Researchers across the country developed the software platform, led by Justin Reese (Berkeley Lab) and Peter Robinson (Jackson Lab). It analyzes entries in electronic health records (EHRs) to find symptoms common in people diagnosed with long COVID. This helps to define subtypes of the condition.
According to a Berkeley Lab news post, the research identified strong correlations between different long COVID subtypes and pre-existing conditions. These include diabetes and hypertension.

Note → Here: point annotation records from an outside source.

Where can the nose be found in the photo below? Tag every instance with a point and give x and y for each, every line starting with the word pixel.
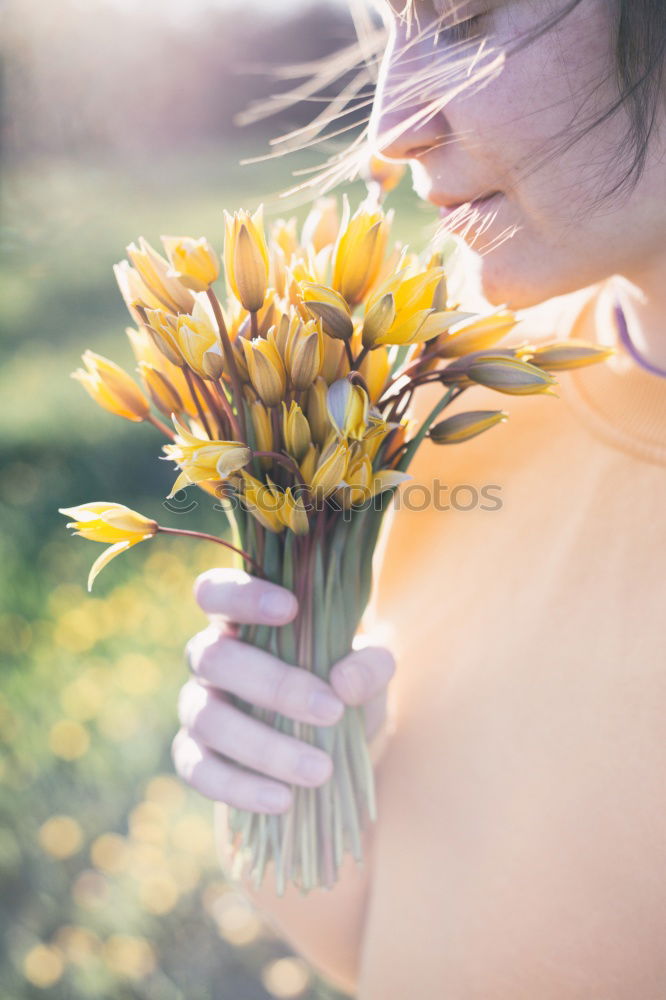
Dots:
pixel 397 129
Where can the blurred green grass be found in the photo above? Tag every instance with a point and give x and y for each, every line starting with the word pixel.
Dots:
pixel 110 885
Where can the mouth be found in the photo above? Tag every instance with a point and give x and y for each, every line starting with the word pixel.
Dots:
pixel 449 208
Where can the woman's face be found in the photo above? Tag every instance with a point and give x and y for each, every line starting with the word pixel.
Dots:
pixel 487 139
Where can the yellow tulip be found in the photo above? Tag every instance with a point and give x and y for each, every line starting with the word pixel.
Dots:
pixel 376 369
pixel 201 459
pixel 359 251
pixel 407 310
pixel 147 352
pixel 283 235
pixel 317 411
pixel 163 328
pixel 378 320
pixel 309 463
pixel 246 259
pixel 330 470
pixel 463 426
pixel 160 389
pixel 482 333
pixel 348 408
pixel 263 431
pixel 193 262
pixel 111 387
pixel 375 433
pixel 156 274
pixel 198 340
pixel 111 523
pixel 357 482
pixel 510 375
pixel 329 306
pixel 304 352
pixel 295 430
pixel 335 363
pixel 263 500
pixel 292 513
pixel 265 369
pixel 563 355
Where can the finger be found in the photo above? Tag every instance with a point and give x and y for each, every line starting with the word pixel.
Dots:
pixel 222 781
pixel 262 679
pixel 243 598
pixel 362 674
pixel 223 728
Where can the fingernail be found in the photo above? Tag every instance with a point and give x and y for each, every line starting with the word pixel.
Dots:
pixel 325 705
pixel 276 603
pixel 353 680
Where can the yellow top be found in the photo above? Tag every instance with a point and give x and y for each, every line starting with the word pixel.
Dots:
pixel 521 825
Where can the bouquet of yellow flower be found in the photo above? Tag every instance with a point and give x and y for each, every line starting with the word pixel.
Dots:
pixel 289 401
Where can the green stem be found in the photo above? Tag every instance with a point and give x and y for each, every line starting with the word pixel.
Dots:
pixel 212 538
pixel 414 442
pixel 189 378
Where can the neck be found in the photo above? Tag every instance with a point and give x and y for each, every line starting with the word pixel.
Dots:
pixel 643 300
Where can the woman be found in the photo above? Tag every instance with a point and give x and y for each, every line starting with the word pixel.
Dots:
pixel 520 849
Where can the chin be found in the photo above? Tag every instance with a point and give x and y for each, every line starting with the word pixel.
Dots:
pixel 509 282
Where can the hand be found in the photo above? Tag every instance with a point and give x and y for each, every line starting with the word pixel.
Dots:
pixel 221 665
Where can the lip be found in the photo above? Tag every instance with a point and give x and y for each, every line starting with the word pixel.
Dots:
pixel 449 208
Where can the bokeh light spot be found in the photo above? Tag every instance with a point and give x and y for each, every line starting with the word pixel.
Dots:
pixel 43 965
pixel 129 956
pixel 69 739
pixel 286 977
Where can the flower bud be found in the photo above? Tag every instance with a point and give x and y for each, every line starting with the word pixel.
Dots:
pixel 378 320
pixel 305 353
pixel 199 341
pixel 160 389
pixel 359 251
pixel 265 369
pixel 112 388
pixel 329 306
pixel 347 406
pixel 376 369
pixel 331 468
pixel 563 355
pixel 293 514
pixel 317 411
pixel 246 258
pixel 162 327
pixel 263 500
pixel 463 426
pixel 263 431
pixel 510 375
pixel 295 430
pixel 482 333
pixel 170 293
pixel 193 262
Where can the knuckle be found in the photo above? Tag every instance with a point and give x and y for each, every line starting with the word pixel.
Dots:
pixel 282 692
pixel 187 754
pixel 377 663
pixel 192 699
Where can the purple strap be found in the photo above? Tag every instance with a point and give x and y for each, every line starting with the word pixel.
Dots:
pixel 626 341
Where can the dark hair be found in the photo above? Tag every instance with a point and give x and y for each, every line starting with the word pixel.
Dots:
pixel 638 42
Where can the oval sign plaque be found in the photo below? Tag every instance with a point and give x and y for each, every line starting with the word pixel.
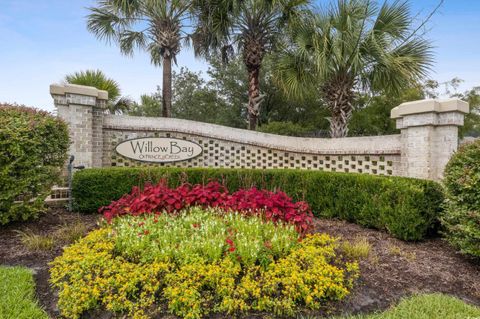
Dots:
pixel 159 149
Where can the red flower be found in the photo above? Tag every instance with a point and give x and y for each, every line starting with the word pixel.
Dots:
pixel 157 199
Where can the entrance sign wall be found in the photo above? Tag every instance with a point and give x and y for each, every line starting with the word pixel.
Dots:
pixel 158 149
pixel 429 135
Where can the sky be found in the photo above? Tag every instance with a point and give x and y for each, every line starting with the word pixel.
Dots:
pixel 43 40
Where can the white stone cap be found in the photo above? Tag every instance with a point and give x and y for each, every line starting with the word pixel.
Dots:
pixel 56 89
pixel 429 106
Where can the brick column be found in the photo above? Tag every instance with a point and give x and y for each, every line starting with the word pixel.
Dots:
pixel 82 107
pixel 429 135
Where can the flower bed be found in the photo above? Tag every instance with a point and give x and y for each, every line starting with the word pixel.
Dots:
pixel 197 261
pixel 275 206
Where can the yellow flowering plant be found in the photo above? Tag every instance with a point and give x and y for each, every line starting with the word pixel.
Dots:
pixel 181 273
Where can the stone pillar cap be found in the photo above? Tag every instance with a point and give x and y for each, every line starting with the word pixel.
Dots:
pixel 56 89
pixel 428 106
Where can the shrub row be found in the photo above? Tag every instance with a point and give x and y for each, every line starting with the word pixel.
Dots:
pixel 461 218
pixel 33 148
pixel 406 208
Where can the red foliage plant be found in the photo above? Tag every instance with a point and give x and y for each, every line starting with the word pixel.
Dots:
pixel 273 206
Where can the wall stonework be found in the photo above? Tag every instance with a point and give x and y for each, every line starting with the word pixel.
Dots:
pixel 429 135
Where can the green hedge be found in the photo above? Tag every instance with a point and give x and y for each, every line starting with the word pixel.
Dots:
pixel 461 218
pixel 33 148
pixel 406 208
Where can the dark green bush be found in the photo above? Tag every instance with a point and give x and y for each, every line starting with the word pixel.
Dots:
pixel 461 218
pixel 406 208
pixel 33 148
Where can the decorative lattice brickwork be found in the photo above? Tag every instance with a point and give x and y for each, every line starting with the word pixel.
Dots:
pixel 225 154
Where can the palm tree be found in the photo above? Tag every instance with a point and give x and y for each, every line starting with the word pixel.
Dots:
pixel 96 78
pixel 251 27
pixel 356 45
pixel 156 26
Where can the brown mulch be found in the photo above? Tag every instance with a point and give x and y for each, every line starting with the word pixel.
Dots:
pixel 394 269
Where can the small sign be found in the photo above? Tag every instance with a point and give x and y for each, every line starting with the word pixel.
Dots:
pixel 159 149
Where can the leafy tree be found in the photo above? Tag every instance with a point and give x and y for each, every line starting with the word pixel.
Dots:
pixel 150 105
pixel 96 78
pixel 251 27
pixel 354 46
pixel 157 26
pixel 471 125
pixel 195 99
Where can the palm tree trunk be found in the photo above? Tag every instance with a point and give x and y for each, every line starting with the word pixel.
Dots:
pixel 339 98
pixel 253 97
pixel 339 121
pixel 167 87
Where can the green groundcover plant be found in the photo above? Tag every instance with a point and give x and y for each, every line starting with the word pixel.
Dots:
pixel 33 148
pixel 461 218
pixel 197 262
pixel 17 294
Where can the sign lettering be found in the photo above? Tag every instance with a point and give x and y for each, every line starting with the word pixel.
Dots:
pixel 159 149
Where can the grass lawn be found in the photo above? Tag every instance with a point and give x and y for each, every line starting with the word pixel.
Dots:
pixel 429 306
pixel 17 295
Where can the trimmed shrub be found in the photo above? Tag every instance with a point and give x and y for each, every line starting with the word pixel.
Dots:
pixel 33 148
pixel 461 218
pixel 406 208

Reese said the research may help improve the understanding of how and why individuals develop symptoms. It also may enable more effective treatments, helping clinicians develop tailored therapies for certain subsets.
The team used a database with EHR information from 6,469 patients diagnosed with long COVID after confirmed COVID-19 infection. They used machine learning to cluster patients into groups, then characterized the groups by analyzing relationships between symptoms and pre-existing diseases and other demographic features.
“Basically, we found long COVID features in the EHR data for each long COVID patient, and then assessed patient-patient similarity using semantic similarity, which essentially allows ‘fuzzy matching’ between features – for example, ‘cough’ is not the same as ‘shortness of breath,’ but they are similar since they both involve lung problems,” Reese said. “We compare all symptoms for the pair of the patients in this way, and get a score of how similar the two long COVID patients are. We can then perform unsupervised machine learning on these scores to find different subtypes.”